Solving the reuse problem
This problem can be minimized by having all problems solved in a platformized manner such that once invented, all teams can benefit from the systems that emerge. There might be short term problems in aligning around launch dates and such, but in the longer run, all use cases of a certain capability or entity start getting centralized in one place.
However, this does not mean that the team which built this platform doesn’t own it anymore. Reuse does not mean separating ownership from creation. A well designed platform is designed to keep the platform team out of the client’s decision cycle (external programmability), so if a notification platform is built by the marketing team and adopted by many others, the marketing team can continue to own and operate it — nothing wrong with that.
Once a reusable thing finds more than 3 customer (Atwood’s law), then it may be time to consider this a horizontal responsibility and move it to a separate team. I don’t say move it to a general purpose platform team, but to a specific team that can specialize in the domain modelled by the component and can commit to evolving it to the benefit of all its customers. E.g. A notifications system can kick-start a new business domain altogether — a little Twilio in its own right. Or it may be only a shared technical capability like Managed Elasticsearch which can be handled by a team of storage/elasticsearch experts in the storage platform team/ES platform team.

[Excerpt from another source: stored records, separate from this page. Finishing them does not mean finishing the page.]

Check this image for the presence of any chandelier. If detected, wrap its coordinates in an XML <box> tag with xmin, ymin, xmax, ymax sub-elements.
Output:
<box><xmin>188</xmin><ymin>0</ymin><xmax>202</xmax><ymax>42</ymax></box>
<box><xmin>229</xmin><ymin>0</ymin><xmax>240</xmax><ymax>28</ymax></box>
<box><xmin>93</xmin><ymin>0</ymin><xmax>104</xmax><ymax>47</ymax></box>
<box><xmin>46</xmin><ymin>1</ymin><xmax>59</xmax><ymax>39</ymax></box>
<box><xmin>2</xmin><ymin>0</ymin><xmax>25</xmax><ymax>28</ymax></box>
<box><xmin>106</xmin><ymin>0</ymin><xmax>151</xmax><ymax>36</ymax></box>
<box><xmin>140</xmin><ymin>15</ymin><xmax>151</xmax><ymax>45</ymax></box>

The above example shows that new teams and domains can be spawned off from every team’s work at either the same level of abstraction if the team originally owns all levels of abstraction in its work (aka a full-stack team). A new domain is a whole new reusable component in a sense. We grow the organization vertically by layering components, and the layers are built creating reusable components atop each other. We also grow the organization horizontally by adding whole new problem spaces that need solving, and each of these will in turn new opportunities for deepening.
This organic process goes against the idea of a fixed, co-located platform charter. The idea of a “platform team” confuses the idea of ownership and reuse just as it confuses the idea of “depth” of the platform in the stack with domain knowledge. I think it is far better to think in terms of teams in specific domains each developing their own platforms, and moving cross teams and merging as either redundancy or reuse is discovered.
To my mind, the only platform teams on day one are the infra team (managing the hardware stuff) and perhaps the authentication/authorization team, and even these I think of business/tech capabilities rather than reuse/depth-in-the-stack driven teams. All other platforms should emerge from inside product teams. Think cellular division rather than divine hand.